‘You Rape Our Women. You’re Taking Over Our Country’: Charleston & The Rationale Of The Terrorist

Posted on June 20, 2015 in GlobeScope

By Abhishek Jha

There are two things regarding the recent Charleston shooting. The way these shootings are characterised by conservative media, and the terrorist-organisation-style rationalisation that Dylann Roof gave before murdering nine people.

When a male white shooter is only termed a “lone gunman“, a “mentally ill person” etc., the nomenclature denies that there is a systemic problem, that there is a hatred being methodically fed to the person by the establishments and structures around him.

Dylann Roof
Dylann Roof

In the critically acclaimed TV series ‘The Wire’, there is an episode where Prez, a supposedly incompetent police officer, shoots a black officer in plain clothes when responding to a distress call. His colleagues loathe him for being “a goof”, but most of them deny a racial angle to the shooting. But Prez himself admits that he would not be able to ascertain if that was in his head. Another colleague questions in private whether the plain clothes officer would have been shot if he had been white.

When structural violence by the police passes off as just law enforcement, when entire wars are waged killing innocent people in the name of “national security”, it is bound to create prejudices that run deep in the psyche of the people. Dylann Roof didn’t think he was doing something bad. He thought he was killing people who are “taking over the country“. Isn’t this the kind of rationalisation that terrorist organisations give for attacks?
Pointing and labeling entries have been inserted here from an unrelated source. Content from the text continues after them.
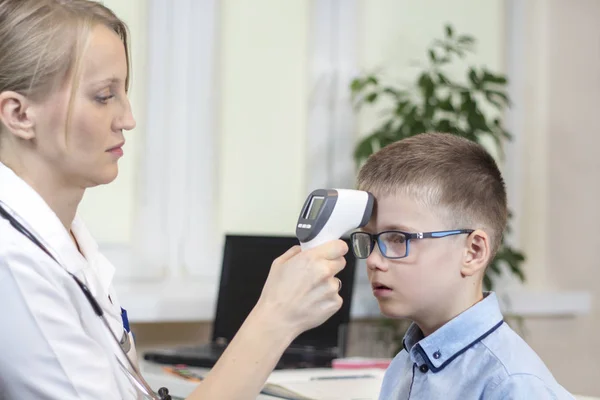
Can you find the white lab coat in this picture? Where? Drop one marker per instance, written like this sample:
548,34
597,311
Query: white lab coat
52,344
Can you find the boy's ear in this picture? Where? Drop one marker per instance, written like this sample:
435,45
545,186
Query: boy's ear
477,253
16,114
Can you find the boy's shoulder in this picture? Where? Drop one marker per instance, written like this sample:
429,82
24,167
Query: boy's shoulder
517,367
498,364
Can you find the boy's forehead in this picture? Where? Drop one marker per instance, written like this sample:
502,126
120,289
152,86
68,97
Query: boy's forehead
400,211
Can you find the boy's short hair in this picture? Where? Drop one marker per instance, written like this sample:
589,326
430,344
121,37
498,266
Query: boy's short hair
452,175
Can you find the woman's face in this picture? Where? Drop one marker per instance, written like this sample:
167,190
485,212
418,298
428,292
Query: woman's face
85,153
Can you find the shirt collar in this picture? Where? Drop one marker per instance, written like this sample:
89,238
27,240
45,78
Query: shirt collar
456,336
30,209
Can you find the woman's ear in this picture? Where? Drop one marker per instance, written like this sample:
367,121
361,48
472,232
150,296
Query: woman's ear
16,114
477,253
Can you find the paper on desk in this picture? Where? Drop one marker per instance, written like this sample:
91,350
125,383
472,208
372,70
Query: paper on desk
301,385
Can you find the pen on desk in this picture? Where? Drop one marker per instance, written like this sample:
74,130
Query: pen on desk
323,378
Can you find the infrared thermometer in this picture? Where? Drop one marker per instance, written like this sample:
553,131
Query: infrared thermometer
328,214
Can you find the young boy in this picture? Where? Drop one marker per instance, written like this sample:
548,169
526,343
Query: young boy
439,218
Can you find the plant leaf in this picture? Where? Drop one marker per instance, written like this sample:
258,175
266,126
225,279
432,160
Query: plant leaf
449,31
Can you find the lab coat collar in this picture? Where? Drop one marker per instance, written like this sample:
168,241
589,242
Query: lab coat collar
104,270
33,212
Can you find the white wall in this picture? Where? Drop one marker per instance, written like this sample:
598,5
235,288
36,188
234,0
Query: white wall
264,96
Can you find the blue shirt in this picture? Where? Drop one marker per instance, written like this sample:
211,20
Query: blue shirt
474,356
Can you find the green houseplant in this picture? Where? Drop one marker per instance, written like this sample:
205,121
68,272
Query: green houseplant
435,102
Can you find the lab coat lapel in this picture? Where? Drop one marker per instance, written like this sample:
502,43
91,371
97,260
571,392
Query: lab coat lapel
33,212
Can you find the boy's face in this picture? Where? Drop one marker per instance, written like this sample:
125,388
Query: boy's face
423,285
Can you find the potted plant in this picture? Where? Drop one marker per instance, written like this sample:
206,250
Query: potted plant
435,102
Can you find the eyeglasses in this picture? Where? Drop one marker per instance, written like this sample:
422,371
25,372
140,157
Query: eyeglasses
393,244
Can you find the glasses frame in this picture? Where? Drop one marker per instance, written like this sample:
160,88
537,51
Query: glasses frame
409,236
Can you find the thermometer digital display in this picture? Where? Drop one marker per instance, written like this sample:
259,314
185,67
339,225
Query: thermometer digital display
328,214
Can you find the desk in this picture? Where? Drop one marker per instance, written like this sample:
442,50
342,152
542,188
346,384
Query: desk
300,380
156,377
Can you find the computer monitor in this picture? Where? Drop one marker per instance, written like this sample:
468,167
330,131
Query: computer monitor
246,263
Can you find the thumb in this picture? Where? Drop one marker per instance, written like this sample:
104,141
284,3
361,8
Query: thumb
285,257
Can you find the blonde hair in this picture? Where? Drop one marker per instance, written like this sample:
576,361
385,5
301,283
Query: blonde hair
455,177
42,42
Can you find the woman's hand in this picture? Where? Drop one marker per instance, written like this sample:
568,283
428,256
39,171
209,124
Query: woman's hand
301,291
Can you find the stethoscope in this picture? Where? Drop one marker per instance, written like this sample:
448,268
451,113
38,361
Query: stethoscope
135,377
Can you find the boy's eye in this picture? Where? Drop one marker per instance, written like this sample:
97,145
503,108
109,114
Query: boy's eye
396,238
104,99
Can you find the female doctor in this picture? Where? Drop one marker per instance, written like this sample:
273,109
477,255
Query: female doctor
64,72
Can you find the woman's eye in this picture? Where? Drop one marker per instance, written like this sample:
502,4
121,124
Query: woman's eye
104,99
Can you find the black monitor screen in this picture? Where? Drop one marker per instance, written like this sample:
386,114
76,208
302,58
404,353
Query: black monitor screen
246,264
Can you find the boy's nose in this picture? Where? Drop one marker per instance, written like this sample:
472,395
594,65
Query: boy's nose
376,261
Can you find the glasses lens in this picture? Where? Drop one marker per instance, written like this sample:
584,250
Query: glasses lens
361,244
392,244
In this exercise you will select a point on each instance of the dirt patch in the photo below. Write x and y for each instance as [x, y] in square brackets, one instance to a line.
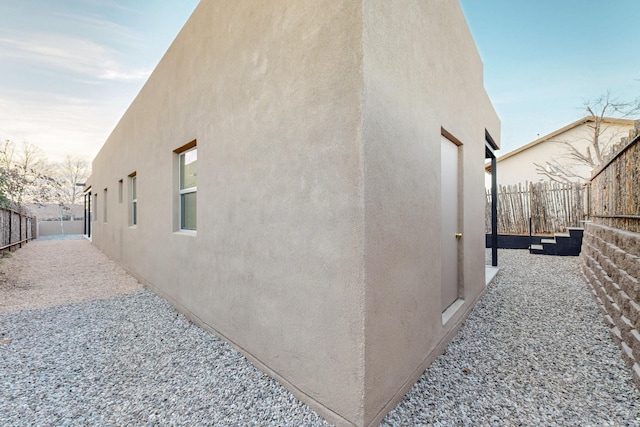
[58, 272]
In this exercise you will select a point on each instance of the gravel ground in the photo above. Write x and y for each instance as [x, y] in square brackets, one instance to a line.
[59, 270]
[535, 351]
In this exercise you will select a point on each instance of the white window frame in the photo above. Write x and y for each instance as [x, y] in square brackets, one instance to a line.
[133, 203]
[184, 191]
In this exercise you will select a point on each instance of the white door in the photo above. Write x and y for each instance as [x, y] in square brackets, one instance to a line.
[449, 206]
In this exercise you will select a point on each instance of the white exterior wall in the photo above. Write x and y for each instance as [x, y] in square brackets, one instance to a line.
[318, 129]
[520, 168]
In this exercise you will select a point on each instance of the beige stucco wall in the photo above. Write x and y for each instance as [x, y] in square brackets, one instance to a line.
[318, 129]
[521, 168]
[427, 75]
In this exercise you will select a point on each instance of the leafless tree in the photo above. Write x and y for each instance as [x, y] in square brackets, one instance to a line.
[68, 174]
[598, 111]
[24, 173]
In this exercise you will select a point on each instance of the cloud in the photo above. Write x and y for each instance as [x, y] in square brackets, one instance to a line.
[58, 124]
[71, 54]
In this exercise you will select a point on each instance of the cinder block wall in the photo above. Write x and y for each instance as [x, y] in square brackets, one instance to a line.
[610, 261]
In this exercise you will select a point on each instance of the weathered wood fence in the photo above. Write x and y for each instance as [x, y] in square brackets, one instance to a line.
[16, 228]
[615, 188]
[552, 207]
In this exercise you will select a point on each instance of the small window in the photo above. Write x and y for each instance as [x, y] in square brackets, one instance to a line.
[133, 205]
[104, 206]
[187, 188]
[95, 205]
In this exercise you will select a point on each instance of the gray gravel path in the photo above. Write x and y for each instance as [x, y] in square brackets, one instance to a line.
[535, 351]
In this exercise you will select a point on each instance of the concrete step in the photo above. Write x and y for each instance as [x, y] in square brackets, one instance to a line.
[563, 244]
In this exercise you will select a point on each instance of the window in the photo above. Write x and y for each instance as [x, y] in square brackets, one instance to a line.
[104, 206]
[187, 187]
[133, 206]
[95, 205]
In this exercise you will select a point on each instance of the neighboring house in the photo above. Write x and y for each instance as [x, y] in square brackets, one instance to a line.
[293, 175]
[552, 152]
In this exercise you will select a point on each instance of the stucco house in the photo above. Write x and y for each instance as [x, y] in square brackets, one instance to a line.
[304, 179]
[552, 152]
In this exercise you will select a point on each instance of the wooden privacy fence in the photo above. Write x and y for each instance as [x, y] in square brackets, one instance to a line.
[552, 207]
[615, 188]
[16, 228]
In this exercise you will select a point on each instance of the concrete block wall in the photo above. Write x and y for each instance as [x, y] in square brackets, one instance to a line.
[610, 261]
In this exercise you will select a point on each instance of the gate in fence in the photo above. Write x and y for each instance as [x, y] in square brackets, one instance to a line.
[16, 228]
[550, 206]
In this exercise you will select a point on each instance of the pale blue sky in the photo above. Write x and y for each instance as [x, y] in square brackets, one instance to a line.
[544, 58]
[70, 68]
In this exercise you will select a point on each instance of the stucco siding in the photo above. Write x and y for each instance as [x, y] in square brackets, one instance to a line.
[318, 128]
[423, 78]
[272, 94]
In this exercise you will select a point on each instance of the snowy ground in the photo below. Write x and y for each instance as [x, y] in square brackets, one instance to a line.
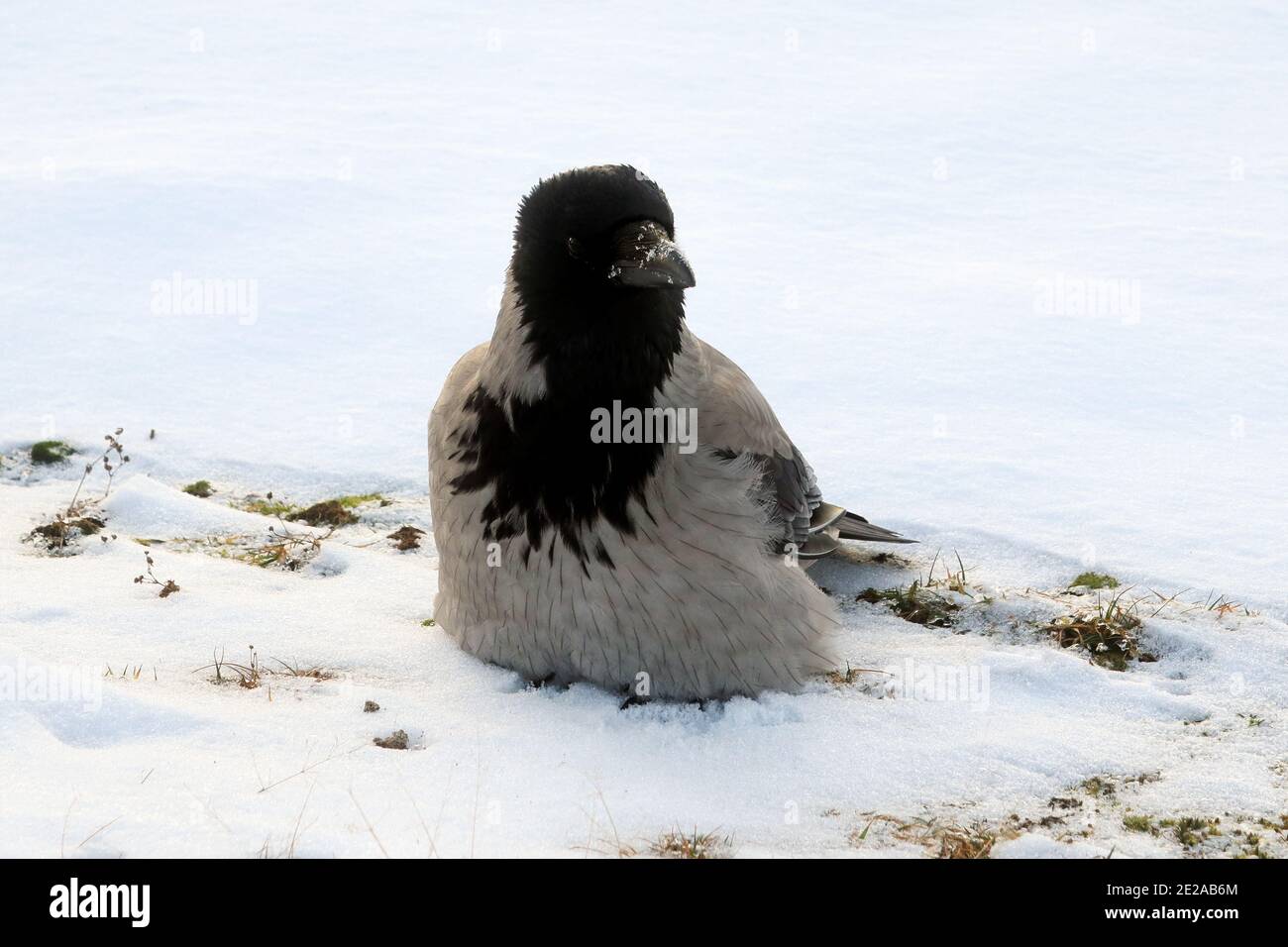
[893, 215]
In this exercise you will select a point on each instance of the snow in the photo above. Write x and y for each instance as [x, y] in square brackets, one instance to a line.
[892, 215]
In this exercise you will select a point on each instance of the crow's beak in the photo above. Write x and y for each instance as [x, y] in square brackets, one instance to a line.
[648, 258]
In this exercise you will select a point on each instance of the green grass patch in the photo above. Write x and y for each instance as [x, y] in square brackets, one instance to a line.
[1140, 823]
[1095, 579]
[1108, 634]
[356, 500]
[51, 451]
[201, 488]
[914, 604]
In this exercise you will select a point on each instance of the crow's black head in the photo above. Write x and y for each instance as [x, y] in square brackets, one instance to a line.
[600, 283]
[596, 234]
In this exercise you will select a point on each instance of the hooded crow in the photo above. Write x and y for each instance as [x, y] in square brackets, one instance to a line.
[613, 499]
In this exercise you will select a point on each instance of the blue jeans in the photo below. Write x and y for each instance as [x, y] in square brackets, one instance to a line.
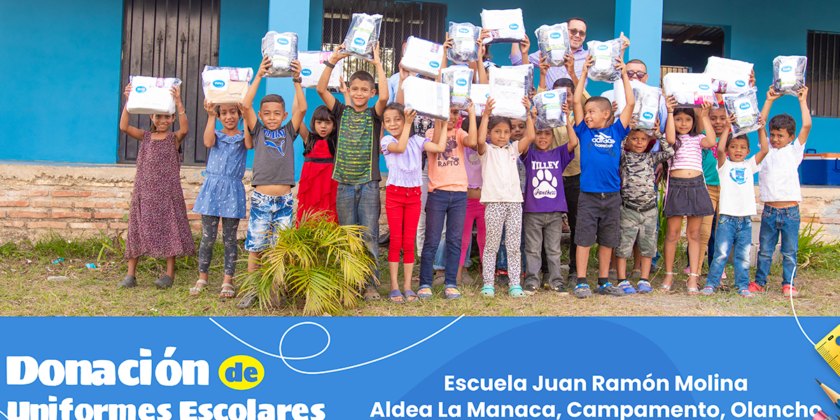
[734, 234]
[360, 205]
[450, 206]
[775, 222]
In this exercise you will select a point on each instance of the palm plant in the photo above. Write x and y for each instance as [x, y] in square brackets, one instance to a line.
[320, 261]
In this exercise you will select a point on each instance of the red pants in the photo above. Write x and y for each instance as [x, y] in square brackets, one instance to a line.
[402, 206]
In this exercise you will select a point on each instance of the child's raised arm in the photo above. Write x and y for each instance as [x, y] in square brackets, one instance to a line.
[132, 132]
[806, 115]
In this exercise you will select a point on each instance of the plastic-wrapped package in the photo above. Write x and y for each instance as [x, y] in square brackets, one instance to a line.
[422, 57]
[789, 74]
[747, 112]
[549, 106]
[605, 53]
[729, 76]
[505, 26]
[689, 89]
[226, 85]
[428, 98]
[458, 78]
[281, 49]
[464, 36]
[150, 95]
[507, 88]
[554, 43]
[362, 35]
[312, 65]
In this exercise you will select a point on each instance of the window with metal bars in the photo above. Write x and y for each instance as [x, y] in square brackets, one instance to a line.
[399, 21]
[823, 73]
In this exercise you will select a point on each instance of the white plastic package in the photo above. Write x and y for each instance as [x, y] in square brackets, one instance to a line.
[789, 74]
[554, 43]
[458, 78]
[464, 36]
[226, 85]
[150, 95]
[422, 57]
[747, 113]
[689, 89]
[507, 88]
[549, 106]
[729, 76]
[362, 35]
[505, 26]
[281, 49]
[312, 65]
[605, 54]
[428, 98]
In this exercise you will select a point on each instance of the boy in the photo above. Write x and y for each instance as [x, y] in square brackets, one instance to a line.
[780, 192]
[357, 154]
[737, 205]
[599, 203]
[639, 213]
[545, 204]
[274, 166]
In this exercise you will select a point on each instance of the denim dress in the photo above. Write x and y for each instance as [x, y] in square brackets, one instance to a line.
[222, 193]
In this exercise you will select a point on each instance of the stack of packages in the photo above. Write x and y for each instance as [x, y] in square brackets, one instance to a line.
[151, 95]
[226, 85]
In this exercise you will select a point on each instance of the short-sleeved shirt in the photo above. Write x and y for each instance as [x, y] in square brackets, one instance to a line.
[357, 153]
[274, 155]
[544, 179]
[404, 169]
[779, 176]
[600, 151]
[447, 170]
[737, 189]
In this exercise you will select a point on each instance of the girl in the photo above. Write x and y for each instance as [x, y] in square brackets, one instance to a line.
[222, 195]
[501, 193]
[402, 191]
[157, 223]
[687, 195]
[317, 190]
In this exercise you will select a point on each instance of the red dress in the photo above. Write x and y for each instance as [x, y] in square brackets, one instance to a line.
[157, 221]
[316, 189]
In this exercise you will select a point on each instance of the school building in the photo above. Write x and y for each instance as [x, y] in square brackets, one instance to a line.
[65, 166]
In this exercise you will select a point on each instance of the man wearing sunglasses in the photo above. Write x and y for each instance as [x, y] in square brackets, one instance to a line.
[574, 60]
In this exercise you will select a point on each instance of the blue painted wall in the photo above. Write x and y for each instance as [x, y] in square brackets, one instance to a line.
[61, 74]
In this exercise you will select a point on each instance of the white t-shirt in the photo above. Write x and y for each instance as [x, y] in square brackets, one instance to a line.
[737, 188]
[779, 176]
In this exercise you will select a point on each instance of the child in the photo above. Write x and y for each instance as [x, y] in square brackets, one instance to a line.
[779, 190]
[357, 154]
[600, 200]
[737, 205]
[317, 190]
[402, 193]
[274, 166]
[157, 221]
[687, 195]
[639, 212]
[501, 193]
[222, 195]
[545, 204]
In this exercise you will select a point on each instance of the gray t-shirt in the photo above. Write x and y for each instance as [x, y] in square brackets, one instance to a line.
[274, 155]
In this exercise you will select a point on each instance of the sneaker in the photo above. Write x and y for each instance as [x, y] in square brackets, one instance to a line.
[582, 291]
[626, 287]
[608, 289]
[755, 287]
[644, 286]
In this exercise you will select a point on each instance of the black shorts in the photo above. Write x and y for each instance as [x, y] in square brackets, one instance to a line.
[598, 219]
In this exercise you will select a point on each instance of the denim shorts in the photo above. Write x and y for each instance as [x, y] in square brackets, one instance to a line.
[268, 214]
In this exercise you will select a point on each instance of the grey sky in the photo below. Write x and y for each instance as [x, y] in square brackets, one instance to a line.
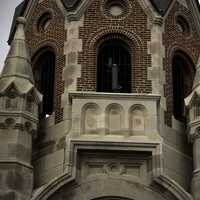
[7, 8]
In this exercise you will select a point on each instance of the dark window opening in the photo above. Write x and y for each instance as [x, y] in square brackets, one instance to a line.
[183, 74]
[44, 72]
[114, 67]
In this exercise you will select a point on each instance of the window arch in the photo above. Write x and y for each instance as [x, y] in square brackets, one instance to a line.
[183, 72]
[114, 67]
[44, 75]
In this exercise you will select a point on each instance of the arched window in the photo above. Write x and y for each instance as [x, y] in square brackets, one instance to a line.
[183, 72]
[44, 72]
[114, 67]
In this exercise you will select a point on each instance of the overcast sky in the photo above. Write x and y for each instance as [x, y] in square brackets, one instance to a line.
[7, 8]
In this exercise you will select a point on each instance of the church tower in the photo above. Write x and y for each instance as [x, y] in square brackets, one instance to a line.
[119, 116]
[19, 101]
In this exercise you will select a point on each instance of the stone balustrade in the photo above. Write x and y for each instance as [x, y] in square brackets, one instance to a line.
[113, 114]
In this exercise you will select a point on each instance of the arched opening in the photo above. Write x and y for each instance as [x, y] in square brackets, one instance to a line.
[183, 72]
[114, 67]
[44, 74]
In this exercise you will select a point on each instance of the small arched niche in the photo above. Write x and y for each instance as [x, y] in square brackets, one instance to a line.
[90, 118]
[114, 119]
[44, 75]
[183, 72]
[137, 120]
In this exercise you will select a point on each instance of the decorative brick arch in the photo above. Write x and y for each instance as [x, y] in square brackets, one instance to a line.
[87, 82]
[168, 91]
[52, 45]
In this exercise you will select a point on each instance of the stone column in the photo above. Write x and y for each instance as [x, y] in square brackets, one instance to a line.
[196, 164]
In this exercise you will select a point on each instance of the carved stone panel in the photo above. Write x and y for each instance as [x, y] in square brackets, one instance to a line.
[117, 165]
[114, 119]
[90, 118]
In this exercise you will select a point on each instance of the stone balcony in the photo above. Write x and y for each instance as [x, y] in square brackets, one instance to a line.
[113, 115]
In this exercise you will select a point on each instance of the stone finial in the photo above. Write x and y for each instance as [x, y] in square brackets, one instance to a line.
[17, 63]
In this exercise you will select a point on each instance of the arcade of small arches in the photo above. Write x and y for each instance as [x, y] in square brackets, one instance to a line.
[114, 74]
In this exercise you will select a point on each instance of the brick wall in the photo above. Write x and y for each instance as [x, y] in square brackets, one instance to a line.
[174, 40]
[54, 37]
[131, 27]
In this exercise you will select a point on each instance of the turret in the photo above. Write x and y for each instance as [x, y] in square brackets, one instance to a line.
[19, 100]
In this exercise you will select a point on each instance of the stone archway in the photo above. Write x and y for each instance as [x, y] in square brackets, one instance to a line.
[109, 188]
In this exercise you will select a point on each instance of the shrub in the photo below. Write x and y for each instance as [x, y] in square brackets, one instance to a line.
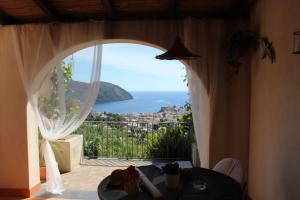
[171, 143]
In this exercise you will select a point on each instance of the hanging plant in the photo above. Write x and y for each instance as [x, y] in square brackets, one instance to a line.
[268, 49]
[239, 45]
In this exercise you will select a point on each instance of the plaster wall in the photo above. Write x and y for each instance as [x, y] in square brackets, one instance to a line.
[275, 112]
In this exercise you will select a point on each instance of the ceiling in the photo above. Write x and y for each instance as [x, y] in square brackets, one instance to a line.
[31, 11]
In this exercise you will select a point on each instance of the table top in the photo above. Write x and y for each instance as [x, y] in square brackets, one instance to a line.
[219, 186]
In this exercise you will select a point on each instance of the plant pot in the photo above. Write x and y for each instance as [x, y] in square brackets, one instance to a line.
[43, 173]
[172, 180]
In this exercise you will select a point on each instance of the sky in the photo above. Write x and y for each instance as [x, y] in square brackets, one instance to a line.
[133, 67]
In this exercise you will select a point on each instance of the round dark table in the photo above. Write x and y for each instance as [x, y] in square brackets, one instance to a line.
[219, 186]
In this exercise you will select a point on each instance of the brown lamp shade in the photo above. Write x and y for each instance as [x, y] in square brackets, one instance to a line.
[177, 52]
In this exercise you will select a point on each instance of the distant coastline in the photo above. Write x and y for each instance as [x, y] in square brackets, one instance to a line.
[145, 102]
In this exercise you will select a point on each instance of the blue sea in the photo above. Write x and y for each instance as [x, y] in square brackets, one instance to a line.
[144, 102]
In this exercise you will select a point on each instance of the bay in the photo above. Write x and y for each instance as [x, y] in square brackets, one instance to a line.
[144, 102]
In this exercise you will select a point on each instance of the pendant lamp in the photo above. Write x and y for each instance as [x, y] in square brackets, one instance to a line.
[178, 52]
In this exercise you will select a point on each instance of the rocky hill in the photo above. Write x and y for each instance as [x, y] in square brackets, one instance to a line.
[108, 92]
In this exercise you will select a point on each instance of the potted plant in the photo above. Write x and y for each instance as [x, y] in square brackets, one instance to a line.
[172, 175]
[131, 183]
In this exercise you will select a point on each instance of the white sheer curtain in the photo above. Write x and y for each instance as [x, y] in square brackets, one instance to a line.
[59, 104]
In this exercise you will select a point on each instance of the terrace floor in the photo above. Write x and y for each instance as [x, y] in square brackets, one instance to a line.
[83, 181]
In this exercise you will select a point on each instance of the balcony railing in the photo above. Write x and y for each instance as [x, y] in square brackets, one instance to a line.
[136, 140]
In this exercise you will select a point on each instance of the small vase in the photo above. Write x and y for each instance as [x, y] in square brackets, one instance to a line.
[43, 174]
[132, 187]
[172, 180]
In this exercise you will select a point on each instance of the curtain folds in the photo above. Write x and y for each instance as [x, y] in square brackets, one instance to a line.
[206, 78]
[59, 104]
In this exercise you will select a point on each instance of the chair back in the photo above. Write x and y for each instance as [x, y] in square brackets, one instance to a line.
[230, 167]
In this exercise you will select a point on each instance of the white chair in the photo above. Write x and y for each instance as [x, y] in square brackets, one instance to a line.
[230, 167]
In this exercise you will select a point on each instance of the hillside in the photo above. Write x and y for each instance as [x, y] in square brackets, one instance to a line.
[108, 92]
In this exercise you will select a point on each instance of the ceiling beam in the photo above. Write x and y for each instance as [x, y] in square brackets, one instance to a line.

Reportedly, before murdering six women (and three men), Roof said, “You rape our women. And you’re taking over our country. And you have to go.” We saw a similar kind of fear being articulated against a woman who was wearing a hijab in a commuter train in Sydney earlier this year. And there is a lesson to be learnt by those of us in India. Wasn’t a similar mythical figure of the Muslim man as rapist invoked by the VHP and the rest of the Sangh parivar before the 2014 elections? Muzaffarnagar Baaqi Hai, a documentary by Nakul Singh Sawhney on the Muzaffarnagar riots, shows Amit Shah justifying the riots as a fight for protecting the “honour” of Hindu women in a public speech. The VHP is also calling for a strike in Gujarat this month after a woman was allegedly abducted recently in Nadiad town of Gujarat and is calling this an act of “love-jihad”.

As philosopher Slavoj Zizek in ‘The Pervert’s Guide To Ideology’ said, “Because, isn’t it that, for example, the most extreme case of ideology, maybe in the history of humanity, the Nazi fascist anti-Semitism worked in the same way? Imagine an ordinary German citizen in the late 20s, early 30s. His situation is, in an abstract way, the same as that of a small child. He’s totally perplexed…What does society want from him? Why is everything going wrong? The way he perceives the situation is that newspapers lie to him. He lost his work because of inflation. He lost all his money in the bank. He sees moral degradation and so on. So what’s the meaning of this all?…You need to generate an ideological narrative which explains who things went wrong in a society, not as a result of the inherent tensions in the development of this society but as the result of a foreign intruder. Things were okay until Jews penetrated our social body. The way to restore the health of our social body is to eliminate the Jews.”

Similar misrepresentation is also at work in our country. On a right wing website, which I found when researching the Muzaffarnagar riots, I found a similar image of the Muslim rapist being conjured through misrepresentation of reports. None of the reports it cites actually could point to which religion the victim of the rape or sexual assault belonged to. But since the offenders could be named and, in all cited reports, they were Muslim, it could help invoke a threat to the Hindu community.

Terrorists are often people who feed too much on these mythical figures, which simplify the confusion surrounding them. The work of a society then should be to eliminate the conditions that allow for this. Because it doesn’t matter whether Dylann Roof is mentally ill or not. His act would qualify as an act of racism and of terrorism because of the practices of American institutions against people of colour – racial profiling, for instance. They really have a well-equipped police department, which helped them apprehend Roof within a day. But policing is not the answer to the problem that has and might yet again make another Dylann Roof.